Nobody–except maybe Ragade–expected the skywhales.

Joss

It wouldn’t be so bad if he hadn’t read about their care. The author had mentioned, offhand, that it was best to use an empty aquarium. That convinced Joss that the mother Surinam frog must be aware of the matter, and dislike it.

In the worst dreams, she doesn’t have the problem. He can’t see his back, but he knows what’s there: the rough honeycomb shapes, and, waiting, their spadelike little heads.

The walls are smooth. He can’t rub against them. The babies are restless. The mother just sits there, smugly repeating her own taxonomy: “Pipa pipa,” she croaks. “Pipa pipa.”

Lil P

It’s hot in Scarsdale, but Lil P still sports his thick red beanie –he won’t be caught without his colors. These three boys in black, he thinks, must be sweating even more.

“Looks like some APA chump come downtown all alone!” says the lead.

“Y’all MLA punks best back up offs,” snaps Lil P. “Your pages is numbered.

They go cold. “Nobody disses our style,” snaps one, stepping up, but the lead restrains him. He and P both hear it: somebody’s rig bumping, nearby…

Then the Turabian hoods roll around the corner, grinning, and all of them break sweat anew.

Gracie

“I’ll put the lilies–” Helena begins.

“Put them over there,” orders Mister Fannon. His thin hands should move languorously; they don’t.

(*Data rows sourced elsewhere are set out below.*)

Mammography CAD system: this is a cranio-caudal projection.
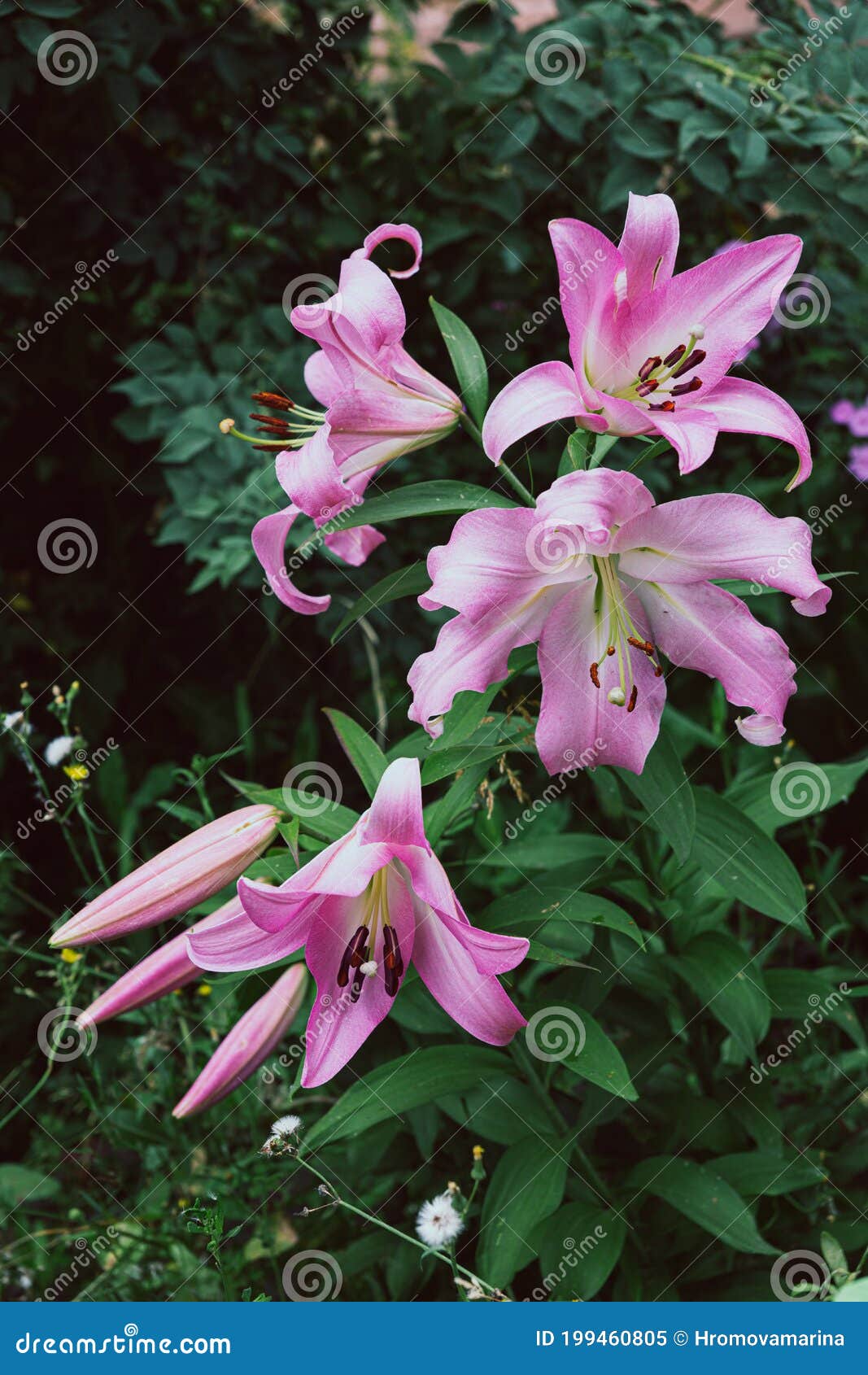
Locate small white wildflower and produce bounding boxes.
[416,1194,464,1250]
[46,736,76,769]
[271,1112,301,1136]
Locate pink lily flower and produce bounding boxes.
[253,224,464,616]
[190,759,528,1088]
[76,898,243,1026]
[48,805,279,947]
[172,962,307,1118]
[483,194,810,487]
[408,468,831,774]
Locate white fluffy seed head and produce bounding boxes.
[416,1194,464,1250]
[271,1112,301,1136]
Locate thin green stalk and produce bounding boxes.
[460,411,536,506]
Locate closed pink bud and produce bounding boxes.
[172,964,307,1118]
[50,805,279,946]
[76,898,243,1026]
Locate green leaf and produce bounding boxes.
[332,562,430,644]
[630,1155,777,1255]
[428,295,488,425]
[552,1008,639,1102]
[325,707,388,797]
[476,1134,567,1289]
[691,788,808,931]
[714,1151,827,1200]
[726,753,868,836]
[0,1160,59,1211]
[304,1045,512,1151]
[670,931,772,1056]
[615,731,696,863]
[531,1203,627,1301]
[480,880,645,947]
[225,774,359,840]
[331,478,516,530]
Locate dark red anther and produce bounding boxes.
[337,927,370,1001]
[673,348,705,377]
[639,355,661,382]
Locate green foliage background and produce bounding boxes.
[0,0,868,1299]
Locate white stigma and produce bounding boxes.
[416,1194,464,1250]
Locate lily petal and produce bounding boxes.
[359,759,430,849]
[639,583,795,722]
[412,902,526,1045]
[251,506,332,616]
[408,587,565,739]
[483,363,608,464]
[352,224,422,277]
[617,191,679,303]
[648,406,721,473]
[301,871,414,1089]
[612,492,832,616]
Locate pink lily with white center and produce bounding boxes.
[483,194,812,487]
[408,468,831,774]
[190,759,528,1088]
[247,224,464,616]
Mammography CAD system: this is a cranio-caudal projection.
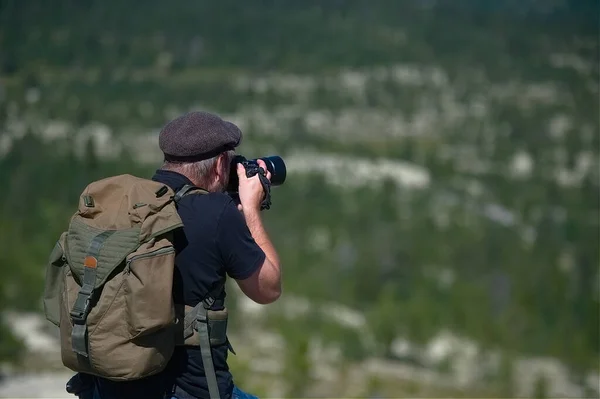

“Why’d we have to get the Bossy Funeral Home?” mutters Gracie.

“Helena wanted it.” Sven shrugs. “Said she needed direction.”

“I looked through that catalog,” Helena’s saying. “I was thinking about the Millennium?”

“Not for a cremation, honey!” says Fannon. “You just get a nice pine box–the Excelsior, say–and spend the extra money on a trip for yourself. That’s what Ben would’ve wanted, am I right?”

They don’t go in for nonsense at the Bossy Funeral Home.

Courtney

“It’s not like I don’t want to learn,” says Courtney. “I mean, I can spell… But I am in college, so I expect I’m going to get corrected on grammar, or whatever, I expect some red ink–”

“Which they don’t use,” says Violet.

“Exactly! They use green ink because somebody,” Courtney says, “somebody with a sinecure, wrote a memo about how we associate red with bad and that–that completely misses the point. It just makes them look like a bunch of jackoffs.”

“I think you mean ‘jacksoff,'” says Violet.

“They got to you too!” Courtney shrieks. “You’ve been contaged!”